COMPREHENSIVE education has helped to achieve greater equality of opportunity among pupils since the system was introduced 50 years ago, researchers have found.

Higher levels of academic attainment and a more positive attitude to schooling are other notable achievements of the system, according to a new report.

However, academics from Edinburgh University argue elements of the current system, such as the introduction of parental choice through placing requests, while desirable to promote freedom, have reduced equality because they have a polarising effect in some communities.

"The introduction of parental choice eroded an important feature of the original comprehensive model: namely its basis in geographically defined communities," the researchers found.

And they called for more to be done if the values of comprehensive schooling were to fully benefit all of Scotland's children in the future with the biggest predictors of a child's academic success still parents' economic status and their levels of education.

Dr Cathy Howieson, a senior research fellow, said: "Comprehensive schooling has become part of the social fabric of Scotland with the system enjoying widespread support among parents and some 95 per cent of pupils attend comprehensive schools.

"Although the system has delivered many benefits, our book challenges policymakers to understand, and learn from, the lessons of the last 50 years."

The researchers conclude: "The concept of comprehensive education, especially when linked to the underlying values of liberty, equality and fraternity, is still a valuable concept for analysing, inspiring and guiding education systems and for exploring their possible future direction.

"Ideas of comprehensive education tend to have faded from policy debates in recent years in Scotland as elsewhere in the UK. The concept of comprehensive education should once more become a central theme of debates about the future of education."

Eileen Prior, executive director of the Scottish Parent Teacher Council (SPTC), backed calls for a fresh examination of the current system.

She said: “Comprehensive education has become ‘what we do’ in Scotland and very many of us would struggle to recall the system before comprehensive schooling began. For that reason, there is certainly a strong argument that we need to revisit and refresh the principles behind the system we have embraced, to ensure that these are front and centre of everything we do in all of our schools.”

Larry Flanagan, general secretary of the largest teachers’ union the EIS, said: "The principles of fairness and equality of opportunity are central to Scotland's comprehensive education system.

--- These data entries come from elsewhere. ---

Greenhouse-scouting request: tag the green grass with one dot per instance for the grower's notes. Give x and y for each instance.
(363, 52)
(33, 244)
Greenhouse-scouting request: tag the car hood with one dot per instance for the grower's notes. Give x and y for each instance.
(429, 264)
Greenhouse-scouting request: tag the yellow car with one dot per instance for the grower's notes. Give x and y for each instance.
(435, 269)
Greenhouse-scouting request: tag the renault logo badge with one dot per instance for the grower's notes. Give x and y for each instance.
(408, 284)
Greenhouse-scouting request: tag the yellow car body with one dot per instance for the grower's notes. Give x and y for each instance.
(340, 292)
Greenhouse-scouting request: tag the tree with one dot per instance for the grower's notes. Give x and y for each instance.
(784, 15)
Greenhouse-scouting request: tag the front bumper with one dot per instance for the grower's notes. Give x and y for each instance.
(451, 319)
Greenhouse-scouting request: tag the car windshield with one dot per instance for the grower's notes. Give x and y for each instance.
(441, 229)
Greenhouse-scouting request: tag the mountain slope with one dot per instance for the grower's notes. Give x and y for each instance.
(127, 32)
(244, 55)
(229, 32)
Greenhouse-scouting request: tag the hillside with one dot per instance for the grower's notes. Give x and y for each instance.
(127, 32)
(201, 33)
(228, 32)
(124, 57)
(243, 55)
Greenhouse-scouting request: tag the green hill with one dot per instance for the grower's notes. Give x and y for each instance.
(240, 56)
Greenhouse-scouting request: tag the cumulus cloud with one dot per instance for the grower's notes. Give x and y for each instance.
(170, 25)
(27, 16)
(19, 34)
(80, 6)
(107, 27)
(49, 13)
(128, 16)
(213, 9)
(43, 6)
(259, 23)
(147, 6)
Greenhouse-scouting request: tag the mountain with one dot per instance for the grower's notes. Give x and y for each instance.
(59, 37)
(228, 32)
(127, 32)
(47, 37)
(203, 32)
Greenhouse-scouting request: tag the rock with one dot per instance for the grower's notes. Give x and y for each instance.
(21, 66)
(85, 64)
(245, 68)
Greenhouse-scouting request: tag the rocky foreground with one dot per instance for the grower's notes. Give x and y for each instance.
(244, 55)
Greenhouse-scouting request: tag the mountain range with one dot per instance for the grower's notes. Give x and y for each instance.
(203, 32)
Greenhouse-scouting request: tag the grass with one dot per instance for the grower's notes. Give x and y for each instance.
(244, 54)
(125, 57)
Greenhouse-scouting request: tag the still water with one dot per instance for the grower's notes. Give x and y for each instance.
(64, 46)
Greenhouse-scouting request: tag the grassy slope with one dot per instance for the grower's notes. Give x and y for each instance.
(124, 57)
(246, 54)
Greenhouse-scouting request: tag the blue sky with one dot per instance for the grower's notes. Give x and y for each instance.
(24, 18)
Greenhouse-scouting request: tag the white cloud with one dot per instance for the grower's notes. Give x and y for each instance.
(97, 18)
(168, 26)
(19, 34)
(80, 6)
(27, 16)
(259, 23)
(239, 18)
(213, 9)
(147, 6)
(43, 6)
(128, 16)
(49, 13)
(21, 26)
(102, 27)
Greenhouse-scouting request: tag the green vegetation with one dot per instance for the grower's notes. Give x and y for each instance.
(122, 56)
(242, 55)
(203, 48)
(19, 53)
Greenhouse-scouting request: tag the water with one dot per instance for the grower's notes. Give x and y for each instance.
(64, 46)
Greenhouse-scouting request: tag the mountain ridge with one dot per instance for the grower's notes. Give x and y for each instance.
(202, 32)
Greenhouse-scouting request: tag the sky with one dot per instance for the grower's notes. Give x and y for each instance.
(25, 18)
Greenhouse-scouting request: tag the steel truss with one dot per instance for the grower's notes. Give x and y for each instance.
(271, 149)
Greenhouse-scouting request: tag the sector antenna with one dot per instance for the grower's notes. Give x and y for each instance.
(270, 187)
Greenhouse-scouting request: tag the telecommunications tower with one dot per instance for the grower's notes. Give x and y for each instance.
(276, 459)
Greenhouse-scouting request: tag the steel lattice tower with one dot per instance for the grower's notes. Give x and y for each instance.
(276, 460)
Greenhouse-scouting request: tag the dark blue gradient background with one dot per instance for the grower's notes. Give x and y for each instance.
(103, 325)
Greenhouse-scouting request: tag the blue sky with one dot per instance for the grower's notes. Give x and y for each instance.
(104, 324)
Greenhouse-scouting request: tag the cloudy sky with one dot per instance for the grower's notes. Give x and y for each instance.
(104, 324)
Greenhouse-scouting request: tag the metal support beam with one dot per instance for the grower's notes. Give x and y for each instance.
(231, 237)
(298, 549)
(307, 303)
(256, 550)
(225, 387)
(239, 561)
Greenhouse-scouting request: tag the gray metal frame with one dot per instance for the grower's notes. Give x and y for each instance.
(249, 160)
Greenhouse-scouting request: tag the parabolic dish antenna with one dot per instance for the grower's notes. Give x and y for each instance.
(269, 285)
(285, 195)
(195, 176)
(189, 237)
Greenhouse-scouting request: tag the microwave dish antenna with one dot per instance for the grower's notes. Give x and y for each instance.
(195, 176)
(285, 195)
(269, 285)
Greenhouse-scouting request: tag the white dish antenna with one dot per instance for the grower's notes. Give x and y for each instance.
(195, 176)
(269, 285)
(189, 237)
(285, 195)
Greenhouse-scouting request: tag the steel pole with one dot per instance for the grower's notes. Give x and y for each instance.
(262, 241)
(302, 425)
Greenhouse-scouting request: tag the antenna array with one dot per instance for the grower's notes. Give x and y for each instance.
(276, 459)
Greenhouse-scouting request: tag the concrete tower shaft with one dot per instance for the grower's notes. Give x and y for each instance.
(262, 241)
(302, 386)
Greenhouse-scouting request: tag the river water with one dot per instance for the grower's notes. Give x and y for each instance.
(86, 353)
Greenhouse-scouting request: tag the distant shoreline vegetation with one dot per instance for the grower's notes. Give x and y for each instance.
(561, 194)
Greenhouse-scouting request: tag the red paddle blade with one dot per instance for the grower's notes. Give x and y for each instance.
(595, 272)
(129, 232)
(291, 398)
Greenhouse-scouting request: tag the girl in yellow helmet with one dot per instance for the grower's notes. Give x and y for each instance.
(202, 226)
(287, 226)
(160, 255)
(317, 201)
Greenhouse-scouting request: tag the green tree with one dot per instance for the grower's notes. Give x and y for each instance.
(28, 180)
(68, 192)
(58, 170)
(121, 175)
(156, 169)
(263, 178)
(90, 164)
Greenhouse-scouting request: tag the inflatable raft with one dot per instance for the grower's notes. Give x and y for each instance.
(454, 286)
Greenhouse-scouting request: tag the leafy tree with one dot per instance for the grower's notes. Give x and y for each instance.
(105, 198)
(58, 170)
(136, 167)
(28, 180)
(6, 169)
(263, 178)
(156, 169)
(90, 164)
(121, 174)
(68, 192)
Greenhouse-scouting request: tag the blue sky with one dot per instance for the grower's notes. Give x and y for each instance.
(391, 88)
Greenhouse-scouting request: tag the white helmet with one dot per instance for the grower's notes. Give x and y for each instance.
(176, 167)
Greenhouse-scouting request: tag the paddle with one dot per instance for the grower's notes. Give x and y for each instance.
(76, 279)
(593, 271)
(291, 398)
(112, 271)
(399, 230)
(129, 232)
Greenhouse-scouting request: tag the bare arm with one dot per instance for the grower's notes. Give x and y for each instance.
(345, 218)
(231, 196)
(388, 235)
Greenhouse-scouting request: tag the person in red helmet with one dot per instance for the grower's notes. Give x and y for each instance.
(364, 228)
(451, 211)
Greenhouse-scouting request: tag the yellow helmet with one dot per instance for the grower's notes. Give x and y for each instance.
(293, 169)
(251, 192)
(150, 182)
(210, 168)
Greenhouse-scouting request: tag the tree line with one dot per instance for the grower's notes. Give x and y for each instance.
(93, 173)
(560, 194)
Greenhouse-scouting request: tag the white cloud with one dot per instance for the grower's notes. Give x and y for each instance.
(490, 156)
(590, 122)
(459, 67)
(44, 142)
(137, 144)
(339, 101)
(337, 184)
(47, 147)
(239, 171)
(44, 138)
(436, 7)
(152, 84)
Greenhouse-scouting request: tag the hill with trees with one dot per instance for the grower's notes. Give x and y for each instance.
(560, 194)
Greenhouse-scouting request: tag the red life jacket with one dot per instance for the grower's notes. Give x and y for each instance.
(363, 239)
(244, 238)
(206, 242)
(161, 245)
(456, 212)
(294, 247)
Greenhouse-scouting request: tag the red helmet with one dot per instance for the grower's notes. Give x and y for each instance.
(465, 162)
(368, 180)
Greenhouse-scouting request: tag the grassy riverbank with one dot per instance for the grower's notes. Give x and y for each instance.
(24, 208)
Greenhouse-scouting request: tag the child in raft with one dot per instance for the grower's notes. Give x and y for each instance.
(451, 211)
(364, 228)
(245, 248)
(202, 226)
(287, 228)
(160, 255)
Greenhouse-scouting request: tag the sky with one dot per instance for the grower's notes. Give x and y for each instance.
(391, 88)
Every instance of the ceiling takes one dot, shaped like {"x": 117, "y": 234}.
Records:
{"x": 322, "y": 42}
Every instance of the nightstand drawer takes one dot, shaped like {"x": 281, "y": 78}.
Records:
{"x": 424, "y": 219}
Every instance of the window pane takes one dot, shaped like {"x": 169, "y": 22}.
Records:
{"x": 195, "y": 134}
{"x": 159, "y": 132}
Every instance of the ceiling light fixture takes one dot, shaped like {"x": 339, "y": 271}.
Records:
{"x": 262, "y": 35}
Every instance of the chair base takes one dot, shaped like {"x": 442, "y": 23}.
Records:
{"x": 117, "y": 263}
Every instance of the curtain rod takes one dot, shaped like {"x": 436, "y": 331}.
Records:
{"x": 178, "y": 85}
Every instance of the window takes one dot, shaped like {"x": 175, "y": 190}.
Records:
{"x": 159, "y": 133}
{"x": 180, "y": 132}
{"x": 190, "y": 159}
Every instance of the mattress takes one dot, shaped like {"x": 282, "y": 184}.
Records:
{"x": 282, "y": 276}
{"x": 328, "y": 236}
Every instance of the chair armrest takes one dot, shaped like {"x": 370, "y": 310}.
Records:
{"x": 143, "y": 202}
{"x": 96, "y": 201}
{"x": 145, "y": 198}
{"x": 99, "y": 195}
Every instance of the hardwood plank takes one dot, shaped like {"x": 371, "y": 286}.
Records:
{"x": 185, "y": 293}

"There continues to be a very high level of support – from parents, teachers and others with an interest in education – for a Scottish comprehensive model that is designed to ensure that all young people, no matter what their background, have equal access to a quality educational experience that is appropriate for their own needs.

“There is little or no enthusiasm, within the EIS or elsewhere in the Scottish education community, for the ideologically-driven, market-orientated approach to education that continues to be promoted south of the border.”

A conference to discuss the impact of comprehensive schooling will be held at Edinburgh University this week - exactly 50 years on from the date of the Government circular that marked the abolition of selection at the end of primary school and heralded the introduction of comprehensive schools.

The book, entitled Everyone’s Future: Lessons from 50 years of Scottish Comprehensive Schooling, highlights diversity across social backgrounds as a key strength of the system - as well as a challenge.

It states: "The social and cultural diversity of a community-based comprehensive puts it in a very different position from that of an independent school.

"In the latter, parents have exercised an element of choice in placing their child there and have, in effect, already signed up to its particular culture - and the same is true to an extent of denominational schools within the state system.

"The community comprehensive has greater challenges - varying according to the social and cultural mix of the school - but it has greater opportunities to advance fraternity."